In Germanische Heilkunde, the term “functional loss” refers to the active phase of a special biological conflict relayed from the cerebral cortex, in which there is meaningful functional impairment but there is neither cell loss nor cell proliferation.
A germ layer is one of the three early cell layers in an embryo (ectoderm, mesoderm, endoderm) that later develop into all the body’s tissues and organs. The tissues within the germ layer will always have similar structure and behaviour.
The Hamer compass (or GNM compass) is based in embryology, behavioural sciences, and the ontogenetic history of the germ layers of animals. These seven compass points allow us to understand and predict the course of a special biological program based on conflict content, which brain relays are involved, and what changes are occurring in body tissues or functions.

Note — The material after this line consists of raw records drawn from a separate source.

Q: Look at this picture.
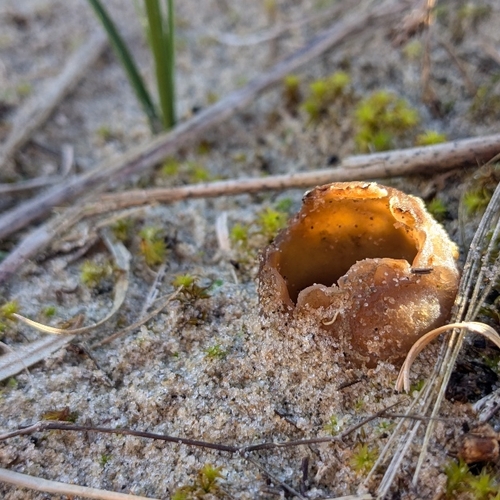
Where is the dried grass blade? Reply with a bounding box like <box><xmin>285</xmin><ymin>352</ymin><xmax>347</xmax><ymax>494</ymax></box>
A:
<box><xmin>12</xmin><ymin>231</ymin><xmax>131</xmax><ymax>335</ymax></box>
<box><xmin>396</xmin><ymin>321</ymin><xmax>500</xmax><ymax>392</ymax></box>
<box><xmin>377</xmin><ymin>184</ymin><xmax>500</xmax><ymax>498</ymax></box>
<box><xmin>0</xmin><ymin>469</ymin><xmax>154</xmax><ymax>500</ymax></box>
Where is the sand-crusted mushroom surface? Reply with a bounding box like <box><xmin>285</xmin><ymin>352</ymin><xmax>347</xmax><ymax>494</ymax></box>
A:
<box><xmin>259</xmin><ymin>182</ymin><xmax>459</xmax><ymax>366</ymax></box>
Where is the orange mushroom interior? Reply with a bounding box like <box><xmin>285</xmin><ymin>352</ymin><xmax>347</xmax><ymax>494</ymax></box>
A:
<box><xmin>273</xmin><ymin>197</ymin><xmax>419</xmax><ymax>303</ymax></box>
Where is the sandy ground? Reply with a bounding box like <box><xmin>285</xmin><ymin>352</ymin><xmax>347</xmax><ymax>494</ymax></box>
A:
<box><xmin>0</xmin><ymin>0</ymin><xmax>500</xmax><ymax>500</ymax></box>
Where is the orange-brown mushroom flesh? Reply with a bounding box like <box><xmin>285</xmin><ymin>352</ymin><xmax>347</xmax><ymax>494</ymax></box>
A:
<box><xmin>259</xmin><ymin>182</ymin><xmax>458</xmax><ymax>366</ymax></box>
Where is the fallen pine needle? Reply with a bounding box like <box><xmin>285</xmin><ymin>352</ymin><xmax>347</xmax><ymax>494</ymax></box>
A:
<box><xmin>0</xmin><ymin>468</ymin><xmax>155</xmax><ymax>500</ymax></box>
<box><xmin>396</xmin><ymin>321</ymin><xmax>500</xmax><ymax>392</ymax></box>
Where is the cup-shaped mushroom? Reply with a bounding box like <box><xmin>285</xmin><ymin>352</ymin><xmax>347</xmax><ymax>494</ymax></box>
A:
<box><xmin>259</xmin><ymin>182</ymin><xmax>459</xmax><ymax>366</ymax></box>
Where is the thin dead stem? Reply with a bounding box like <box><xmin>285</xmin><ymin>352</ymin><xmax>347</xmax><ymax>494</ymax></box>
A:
<box><xmin>376</xmin><ymin>178</ymin><xmax>500</xmax><ymax>498</ymax></box>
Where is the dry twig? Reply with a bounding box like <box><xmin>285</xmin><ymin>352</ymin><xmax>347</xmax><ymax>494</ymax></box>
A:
<box><xmin>0</xmin><ymin>2</ymin><xmax>406</xmax><ymax>242</ymax></box>
<box><xmin>0</xmin><ymin>468</ymin><xmax>154</xmax><ymax>500</ymax></box>
<box><xmin>0</xmin><ymin>134</ymin><xmax>500</xmax><ymax>283</ymax></box>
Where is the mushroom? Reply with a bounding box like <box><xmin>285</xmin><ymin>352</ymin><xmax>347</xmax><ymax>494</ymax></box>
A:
<box><xmin>259</xmin><ymin>182</ymin><xmax>459</xmax><ymax>367</ymax></box>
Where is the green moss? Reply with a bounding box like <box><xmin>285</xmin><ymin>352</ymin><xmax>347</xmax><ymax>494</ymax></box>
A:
<box><xmin>139</xmin><ymin>226</ymin><xmax>167</xmax><ymax>266</ymax></box>
<box><xmin>16</xmin><ymin>82</ymin><xmax>33</xmax><ymax>99</ymax></box>
<box><xmin>444</xmin><ymin>460</ymin><xmax>500</xmax><ymax>500</ymax></box>
<box><xmin>403</xmin><ymin>40</ymin><xmax>424</xmax><ymax>61</ymax></box>
<box><xmin>99</xmin><ymin>453</ymin><xmax>113</xmax><ymax>467</ymax></box>
<box><xmin>229</xmin><ymin>223</ymin><xmax>249</xmax><ymax>246</ymax></box>
<box><xmin>351</xmin><ymin>444</ymin><xmax>378</xmax><ymax>474</ymax></box>
<box><xmin>0</xmin><ymin>300</ymin><xmax>19</xmax><ymax>320</ymax></box>
<box><xmin>444</xmin><ymin>460</ymin><xmax>472</xmax><ymax>499</ymax></box>
<box><xmin>160</xmin><ymin>158</ymin><xmax>181</xmax><ymax>177</ymax></box>
<box><xmin>187</xmin><ymin>162</ymin><xmax>211</xmax><ymax>184</ymax></box>
<box><xmin>172</xmin><ymin>274</ymin><xmax>213</xmax><ymax>302</ymax></box>
<box><xmin>355</xmin><ymin>90</ymin><xmax>419</xmax><ymax>152</ymax></box>
<box><xmin>427</xmin><ymin>198</ymin><xmax>448</xmax><ymax>221</ymax></box>
<box><xmin>42</xmin><ymin>306</ymin><xmax>57</xmax><ymax>318</ymax></box>
<box><xmin>282</xmin><ymin>75</ymin><xmax>302</xmax><ymax>113</ymax></box>
<box><xmin>323</xmin><ymin>415</ymin><xmax>344</xmax><ymax>436</ymax></box>
<box><xmin>468</xmin><ymin>468</ymin><xmax>500</xmax><ymax>500</ymax></box>
<box><xmin>171</xmin><ymin>464</ymin><xmax>222</xmax><ymax>500</ymax></box>
<box><xmin>463</xmin><ymin>189</ymin><xmax>493</xmax><ymax>215</ymax></box>
<box><xmin>80</xmin><ymin>260</ymin><xmax>113</xmax><ymax>288</ymax></box>
<box><xmin>469</xmin><ymin>78</ymin><xmax>500</xmax><ymax>122</ymax></box>
<box><xmin>95</xmin><ymin>125</ymin><xmax>114</xmax><ymax>142</ymax></box>
<box><xmin>111</xmin><ymin>217</ymin><xmax>134</xmax><ymax>242</ymax></box>
<box><xmin>415</xmin><ymin>130</ymin><xmax>448</xmax><ymax>146</ymax></box>
<box><xmin>205</xmin><ymin>344</ymin><xmax>227</xmax><ymax>359</ymax></box>
<box><xmin>256</xmin><ymin>207</ymin><xmax>288</xmax><ymax>241</ymax></box>
<box><xmin>302</xmin><ymin>71</ymin><xmax>352</xmax><ymax>122</ymax></box>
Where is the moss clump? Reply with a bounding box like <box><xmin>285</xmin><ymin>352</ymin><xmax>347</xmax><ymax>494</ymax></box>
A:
<box><xmin>444</xmin><ymin>460</ymin><xmax>500</xmax><ymax>500</ymax></box>
<box><xmin>205</xmin><ymin>344</ymin><xmax>227</xmax><ymax>359</ymax></box>
<box><xmin>427</xmin><ymin>198</ymin><xmax>448</xmax><ymax>221</ymax></box>
<box><xmin>139</xmin><ymin>226</ymin><xmax>167</xmax><ymax>266</ymax></box>
<box><xmin>111</xmin><ymin>217</ymin><xmax>134</xmax><ymax>242</ymax></box>
<box><xmin>80</xmin><ymin>260</ymin><xmax>113</xmax><ymax>288</ymax></box>
<box><xmin>172</xmin><ymin>464</ymin><xmax>222</xmax><ymax>500</ymax></box>
<box><xmin>351</xmin><ymin>444</ymin><xmax>378</xmax><ymax>474</ymax></box>
<box><xmin>282</xmin><ymin>75</ymin><xmax>302</xmax><ymax>114</ymax></box>
<box><xmin>172</xmin><ymin>274</ymin><xmax>213</xmax><ymax>302</ymax></box>
<box><xmin>0</xmin><ymin>300</ymin><xmax>19</xmax><ymax>321</ymax></box>
<box><xmin>302</xmin><ymin>71</ymin><xmax>352</xmax><ymax>122</ymax></box>
<box><xmin>415</xmin><ymin>130</ymin><xmax>448</xmax><ymax>146</ymax></box>
<box><xmin>229</xmin><ymin>203</ymin><xmax>292</xmax><ymax>260</ymax></box>
<box><xmin>355</xmin><ymin>90</ymin><xmax>419</xmax><ymax>152</ymax></box>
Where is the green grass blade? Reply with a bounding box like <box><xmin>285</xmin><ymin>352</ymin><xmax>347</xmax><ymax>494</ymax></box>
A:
<box><xmin>144</xmin><ymin>0</ymin><xmax>174</xmax><ymax>129</ymax></box>
<box><xmin>88</xmin><ymin>0</ymin><xmax>159</xmax><ymax>132</ymax></box>
<box><xmin>167</xmin><ymin>0</ymin><xmax>176</xmax><ymax>124</ymax></box>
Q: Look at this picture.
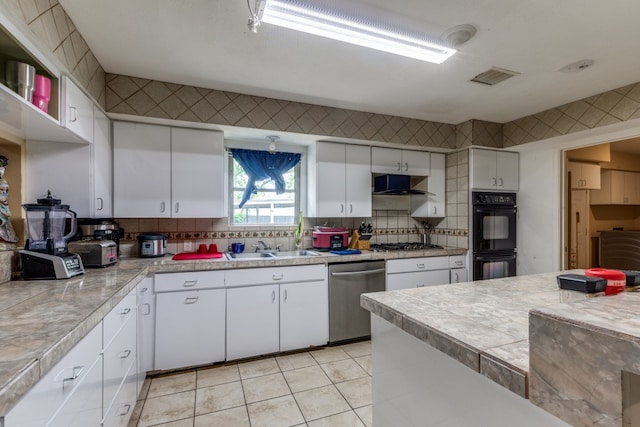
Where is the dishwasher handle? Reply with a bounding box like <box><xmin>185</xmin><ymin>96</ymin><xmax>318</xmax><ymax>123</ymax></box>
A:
<box><xmin>331</xmin><ymin>268</ymin><xmax>385</xmax><ymax>277</ymax></box>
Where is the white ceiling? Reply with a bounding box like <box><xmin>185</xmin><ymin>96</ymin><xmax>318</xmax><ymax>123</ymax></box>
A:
<box><xmin>60</xmin><ymin>0</ymin><xmax>640</xmax><ymax>124</ymax></box>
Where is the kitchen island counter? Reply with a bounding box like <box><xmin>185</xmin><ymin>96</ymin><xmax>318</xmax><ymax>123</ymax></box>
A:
<box><xmin>361</xmin><ymin>270</ymin><xmax>640</xmax><ymax>426</ymax></box>
<box><xmin>0</xmin><ymin>248</ymin><xmax>466</xmax><ymax>417</ymax></box>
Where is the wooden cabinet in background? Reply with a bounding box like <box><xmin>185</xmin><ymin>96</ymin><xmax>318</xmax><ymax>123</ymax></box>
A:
<box><xmin>567</xmin><ymin>162</ymin><xmax>601</xmax><ymax>190</ymax></box>
<box><xmin>590</xmin><ymin>170</ymin><xmax>640</xmax><ymax>205</ymax></box>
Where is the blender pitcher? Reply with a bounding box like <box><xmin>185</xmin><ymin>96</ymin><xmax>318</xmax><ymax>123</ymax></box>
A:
<box><xmin>22</xmin><ymin>191</ymin><xmax>77</xmax><ymax>255</ymax></box>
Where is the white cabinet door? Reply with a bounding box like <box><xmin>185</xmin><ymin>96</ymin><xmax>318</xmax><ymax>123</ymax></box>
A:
<box><xmin>91</xmin><ymin>106</ymin><xmax>113</xmax><ymax>218</ymax></box>
<box><xmin>469</xmin><ymin>150</ymin><xmax>498</xmax><ymax>190</ymax></box>
<box><xmin>386</xmin><ymin>269</ymin><xmax>449</xmax><ymax>291</ymax></box>
<box><xmin>136</xmin><ymin>277</ymin><xmax>156</xmax><ymax>395</ymax></box>
<box><xmin>371</xmin><ymin>147</ymin><xmax>403</xmax><ymax>175</ymax></box>
<box><xmin>280</xmin><ymin>281</ymin><xmax>329</xmax><ymax>351</ymax></box>
<box><xmin>227</xmin><ymin>285</ymin><xmax>280</xmax><ymax>360</ymax></box>
<box><xmin>60</xmin><ymin>76</ymin><xmax>93</xmax><ymax>143</ymax></box>
<box><xmin>25</xmin><ymin>141</ymin><xmax>93</xmax><ymax>217</ymax></box>
<box><xmin>113</xmin><ymin>122</ymin><xmax>171</xmax><ymax>218</ymax></box>
<box><xmin>411</xmin><ymin>153</ymin><xmax>446</xmax><ymax>218</ymax></box>
<box><xmin>154</xmin><ymin>289</ymin><xmax>225</xmax><ymax>370</ymax></box>
<box><xmin>496</xmin><ymin>151</ymin><xmax>520</xmax><ymax>191</ymax></box>
<box><xmin>344</xmin><ymin>145</ymin><xmax>372</xmax><ymax>218</ymax></box>
<box><xmin>312</xmin><ymin>142</ymin><xmax>348</xmax><ymax>218</ymax></box>
<box><xmin>449</xmin><ymin>268</ymin><xmax>469</xmax><ymax>283</ymax></box>
<box><xmin>171</xmin><ymin>128</ymin><xmax>225</xmax><ymax>218</ymax></box>
<box><xmin>46</xmin><ymin>356</ymin><xmax>102</xmax><ymax>427</ymax></box>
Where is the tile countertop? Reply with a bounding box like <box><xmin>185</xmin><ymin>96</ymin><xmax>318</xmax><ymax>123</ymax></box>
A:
<box><xmin>361</xmin><ymin>270</ymin><xmax>640</xmax><ymax>425</ymax></box>
<box><xmin>0</xmin><ymin>248</ymin><xmax>467</xmax><ymax>416</ymax></box>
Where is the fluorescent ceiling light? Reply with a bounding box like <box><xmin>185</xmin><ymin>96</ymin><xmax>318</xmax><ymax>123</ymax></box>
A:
<box><xmin>256</xmin><ymin>0</ymin><xmax>457</xmax><ymax>64</ymax></box>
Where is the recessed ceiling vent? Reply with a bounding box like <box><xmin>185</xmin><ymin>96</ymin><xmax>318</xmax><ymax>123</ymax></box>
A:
<box><xmin>471</xmin><ymin>67</ymin><xmax>520</xmax><ymax>86</ymax></box>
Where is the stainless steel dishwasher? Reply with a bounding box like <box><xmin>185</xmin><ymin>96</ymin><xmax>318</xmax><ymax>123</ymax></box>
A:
<box><xmin>329</xmin><ymin>261</ymin><xmax>385</xmax><ymax>343</ymax></box>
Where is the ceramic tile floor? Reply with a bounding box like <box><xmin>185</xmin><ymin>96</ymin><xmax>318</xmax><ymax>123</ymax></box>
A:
<box><xmin>129</xmin><ymin>341</ymin><xmax>372</xmax><ymax>427</ymax></box>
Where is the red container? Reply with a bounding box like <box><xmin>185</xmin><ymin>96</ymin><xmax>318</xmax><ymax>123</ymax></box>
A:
<box><xmin>31</xmin><ymin>74</ymin><xmax>51</xmax><ymax>113</ymax></box>
<box><xmin>584</xmin><ymin>268</ymin><xmax>627</xmax><ymax>295</ymax></box>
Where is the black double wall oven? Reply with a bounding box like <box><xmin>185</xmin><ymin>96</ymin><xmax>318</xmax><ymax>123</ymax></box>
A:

Hormone status describes the psyche’s current mode of organization in relation to belonging and territory, and will always be in either feminine or masculine mode.
Your dominant neurological side decides how you “map” people/animals you know within your psyche. Laterality also determines rule of weight for temporal lobe (territory and belonging) conflicts.
A morsel conflict is a biological conflict in the psyche involving the inability to obtain, ingest, or absorb a vital “morsel” or eliminate an unwanted or spent “morsel” (feces). Morsels may be literal (food, water, air) or metaphorical (income, words, “crappy” situation). Morsel conflicts trigger special biological programs in endodermal tissues, relayed through the brainstem.
Your dominant neurological side decides how you “map” people/animals you know within your psyche. You map “mother-child” – those to whom you feel an unconditional, nurturing relationship – to your non-dominant side.
New brain tissues are body tissues whose special biological programs are relayed through the cerebrum — either the cerebral medulla (for self-devaluation conflicts) or the cerebral cortex (for separation, motor, blood sugar, territorial, belonging, and similar “sense and respond” conflicts). New brain tissues respond to conflict by undergoing cell loss and/or functional loss during the active phase, then rebuilding — often to a greater size — during the healing phase.
The new mesoderm is the outer middle embryonic germ layer, giving rise to the body’s structural and connective tissues: the bulk of the mammalian body. New mesodermal tissues are relayed through the cerebral medulla and respond to self-devaluation conflicts by undergoing cell loss during the active phase and rebuilding to a permanently larger and stronger state during the healing phase.
Old brain tissues are body tissues whose special biological programs are relayed through the brainstem (pons), the midbrain, and the cerebellum — the most evolutionarily ancient parts of the brain. These tissues respond to core survival conflicts by growing additional cells during the conflict-active phase, and breaking them down during the healing phase with the help of microbes.
The old mesoderm is the inner middle embryonic germ layer. Old mesodermal tissues are relayed through the cerebellum and respond to attack conflicts.
Your dominant neurological side decides how you “map” people/animals you know within your psyche. You map “partners” – those whom you perceive as colleagues, peers, or acquaintances: father, siblings, friends, competitors, sexual partners, coworkers, etc – to your dominant side.
The rule of weight describes how third and subsequent temporal-lobe conflicts relay once both temporal lobes are already active with territorial or feminine conflicts.
The temporal lobes are the cerebral-cortex regions through which feminine (belonging) conflicts and (masculine) territorial conflicts relay.
The Third Biological Law shows us that every special biological program has evolved in only one of four germ layers. This allows us to decipher conflict content based on which specific germ layer is manifesting symptoms.